第三部が始まります!よろしくお願いします。

 ミシェル・ドルブリューズが十四歳の時、祖母と一緒に船旅に出かけたのだが、アルボラン海峡にさしかかったところで、海賊の襲撃を受けることになったのだ。


 船足の速い海賊船はミシェルが乗船していた船に即座に梯子をかけると、武器を持った男たちが転がるようにして船上へと移動する。

「金と女を出せ!金と女だ!」

 祖母に手を引かれながら船底へと移動していたミシェルは、女性たちの悲鳴と共に遥か頭上で発砲音が鳴り響くのを聞いていた。
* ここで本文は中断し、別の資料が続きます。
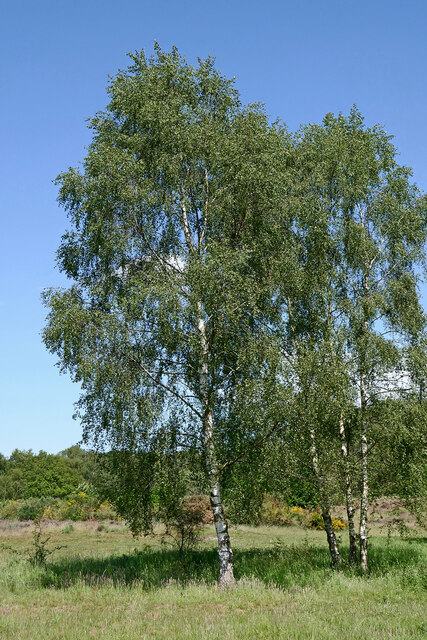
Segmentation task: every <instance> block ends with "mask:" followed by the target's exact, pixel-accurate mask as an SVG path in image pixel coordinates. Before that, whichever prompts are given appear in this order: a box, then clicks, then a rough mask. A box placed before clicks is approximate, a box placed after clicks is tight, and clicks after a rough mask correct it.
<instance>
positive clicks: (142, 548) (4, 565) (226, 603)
mask: <svg viewBox="0 0 427 640" xmlns="http://www.w3.org/2000/svg"><path fill="white" fill-rule="evenodd" d="M43 527H44V533H47V534H49V535H51V538H50V540H49V541H48V542H47V544H46V548H48V549H53V548H54V547H55V546H61V547H62V548H60V549H58V550H56V551H54V553H52V554H51V555H50V556H49V557H48V558H47V560H46V563H45V565H44V566H43V565H36V564H34V562H31V557H30V556H31V555H32V554H34V541H33V526H32V524H31V523H17V522H11V521H2V522H1V523H0V544H1V548H0V603H1V604H0V614H1V615H0V637H1V638H2V639H5V640H6V639H8V638H13V639H14V640H23V639H24V638H25V640H41V639H43V640H77V639H78V640H82V639H83V638H103V639H106V640H113V639H114V640H118V639H123V640H134V639H135V640H136V639H138V640H145V639H158V638H173V639H177V640H180V639H184V638H186V639H192V638H197V639H198V640H201V639H203V638H209V639H216V638H218V639H226V638H227V639H228V638H232V639H239V640H240V639H246V638H248V639H251V638H266V639H267V638H268V639H270V638H271V639H278V640H279V639H280V640H282V639H283V640H284V639H292V640H299V639H301V640H302V639H304V640H305V639H309V638H313V639H316V640H323V639H325V640H326V639H328V640H335V639H337V640H338V639H339V640H343V639H345V640H347V639H352V638H358V639H359V640H363V639H370V640H376V639H379V638H399V639H401V638H419V639H421V638H425V637H426V634H427V621H426V615H425V611H426V604H427V598H426V587H427V562H426V560H427V553H426V545H425V542H426V539H425V538H423V537H422V534H421V533H418V534H414V535H413V536H411V537H406V538H401V537H399V536H388V535H386V534H385V533H384V531H380V530H377V531H374V532H373V535H372V538H371V542H370V571H369V575H367V576H362V575H360V574H359V572H358V571H357V570H350V569H349V568H343V569H342V570H340V571H333V570H332V569H331V568H330V556H329V552H328V549H327V546H326V541H325V534H324V532H322V531H313V530H307V529H303V528H299V527H248V526H237V527H232V531H231V534H232V542H233V547H234V554H235V564H236V577H237V586H236V587H235V588H234V589H232V590H223V591H220V590H218V588H217V586H216V578H217V553H216V550H215V547H216V538H215V536H214V530H213V528H211V527H206V528H205V529H204V531H203V540H202V542H201V543H200V545H199V547H198V548H197V549H196V550H193V551H191V552H186V553H183V554H180V553H178V552H177V551H176V550H175V549H174V548H172V547H171V546H169V545H165V544H162V543H161V540H160V538H159V537H158V536H154V537H153V536H150V537H145V538H144V537H142V538H139V539H134V538H132V536H131V534H130V533H129V532H128V530H127V529H126V527H125V526H124V525H123V524H121V523H113V522H111V523H109V524H102V525H100V524H99V523H96V522H81V523H80V522H79V523H64V522H55V521H50V522H49V521H47V522H45V523H44V524H43ZM341 536H342V540H343V544H342V547H343V551H344V553H345V532H343V533H342V534H341Z"/></svg>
 貴族であれば膨大な魔力を持っている者が多いのだが、平民となると途端に保有魔力が少なくなる。海賊にまでなるような男たちが得物とするのは魔法ではなく、銃弾を発射させる武器であり、最近はその武器の精度が上がってきていることが問題視されてもいたのだった。


「おばあさま!おばあさま!」


 若い女は狙われる。男たちの慰み者となるだろうし、その後は祖国からも離れた南大陸へ奴隷として売り払われることになるだろう。自分の孫をそんな目には遭わせられないと祖母は必死になっていたけれど、狭い階段を駆け降りている際に足を挫いてしゃがみ込んでしまったのだ。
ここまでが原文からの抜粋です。